Mam postawiony zarzut nieumyślnego paserstwa, grozi mi "kara grzywny do 1 500 złotych albo kara nagany." Straciłem pewnie bezpowrotnie ponad 1500zł na zakup kradzionego roweru. Więc w najgorszym przypadku mam ponad 3000zł w plecy, nasrane w papierach, nerwy i stracony czas. Mój kraj, taki piękny.

Także Mirki - rower albo nowy albo z pewnego źródła z papierami, a jeśli bez to 3x sprawdzić na policji. Po swojej historii, kupna używki bez dokumentów nie polecam.

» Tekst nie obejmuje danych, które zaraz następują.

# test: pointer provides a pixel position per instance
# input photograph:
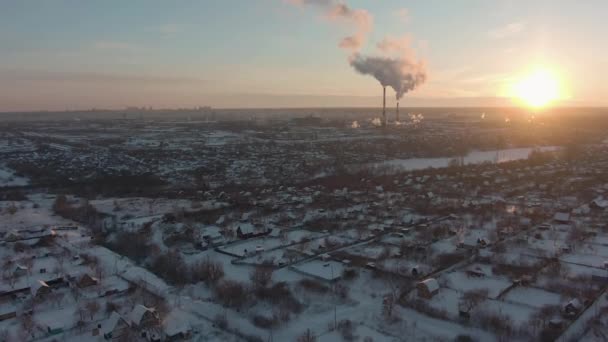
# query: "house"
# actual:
(176, 326)
(561, 217)
(599, 204)
(428, 288)
(39, 289)
(114, 326)
(86, 281)
(476, 272)
(20, 270)
(572, 308)
(54, 327)
(142, 316)
(247, 230)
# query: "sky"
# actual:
(71, 54)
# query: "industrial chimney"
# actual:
(397, 113)
(384, 106)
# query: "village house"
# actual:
(114, 327)
(247, 230)
(86, 280)
(428, 288)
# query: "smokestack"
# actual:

Muszę nadmienić, że policjanci byli mili i rzeczowi, rower im się podobał, nie skuli mnie mocno, tylko "pro forma" także ogólne wrażenia z ich pracy na +. Fajnie, że ktoś (pewnie za parę miesięcy) odzyska skradziony rower. Ale...jakoś tak ch#%*wo stać się przestępcą, ze zwykłego, szarego człowieka, przez nieświadomy zakup na allegro.

W miarę rozwoju sytuacji wrzucę aktualkę na Mirko z tagiem #historiapewnegoroweru

Z ciekawostek. Na komisariacie, drugie piętro, pokój w którym stoją trzy komputery, spisywali tam moje zeznania. ! NIE BYŁO INTERNETÓW. XXI wiek kufa!

#allegro #pasta #rower #truestory #tyleprzegrac #przegryw
  • 80
@matixrr: Parę postów wyżej napisałem, program ochrony kupujących w tym wypadku mnie nie obejmuje. Dlaczego? Dlatego, że odebrałem towar osobiście i pieniądze przekazane były z ręki do ręki. Wg.nich nie ma wtedy pewności, że faktycznie zapłaciłem za towar. Trochę bzdura... heh, pechowy przypadek po prostu.
@pomidorowy_joe: > Mam postawiony zarzut nieumyślnego paserstwa, grozi mi "kara grzywny do 1 500 złotych albo kara nagany."

jeśli nie dasz dupy przed sądem to nikt Cię za nic nie skaże

Straciłem pewnie bezpowrotnie ponad 1500zł na zakup kradzionego roweru.


możesz się domagać od lombardu zwrotu pieniędzy a jeśli nie będzie chciał oddać to kierujesz sprawę cywilną przeciw niemu i odzyskujesz pieniądze

Więc w najgorszym przypadku mam ponad 3000zł w plecy,
@pomidorowy_joe: jest jedna kwestia w tej całej sytuacji, z której powinieneś sobie zdawać sprawę. Jeżeli nawet nie dostaniesz kary, ale zostaniesz uznany za winnego, to dostajesz wpis do rejestru karnego i do momentu zatarcia się skazania nie uzyskasz zaświadczenia o niekaralności. Dodatkowo wpiszą Cię tam też, jeśli sprawa zostanie warunkowo umorzona. Generalnie w tej sytuacji powinieneś walczyć o uznanie za niewinego, kwestia tylko jak organy do tego podejdą. Przy zdrowym rozsądku
Dzięki Mireczki za wszystkie wpisy. Emocje już opadają, rozmawiałem z lombardem (na razie tylko z pracownikiem), wysłuchał, przeprosił i powiedział, że to pierwsza taka akcja. Sam szefu ma się ze mną skontaktować, kiedy dotrze do firmy. W opisie całej tej historii, nie chodzi mi o "gorzkieżale", nękanie kogoś (lombardu) czy zarzuty co do policji - bo chłopaki okazali się w porządku, było spokojnie i rzeczowo. Napisałem ją tylko po to, aby przestrzec
@pomidorowy_joe: chcialem wyslac ci rade na priv, ale nie przyjmujesz. W kazdym razie mialem podobna sprawe z playstation. Nie przyznawaj sie za uj do paserstwa. Mow ze miales paragon, sprzedajacy dobre komenty a Ci daruja. A jak Ci wlepia nieumyslne to koniecznie sie odwołuj. Powodzenia cumplu!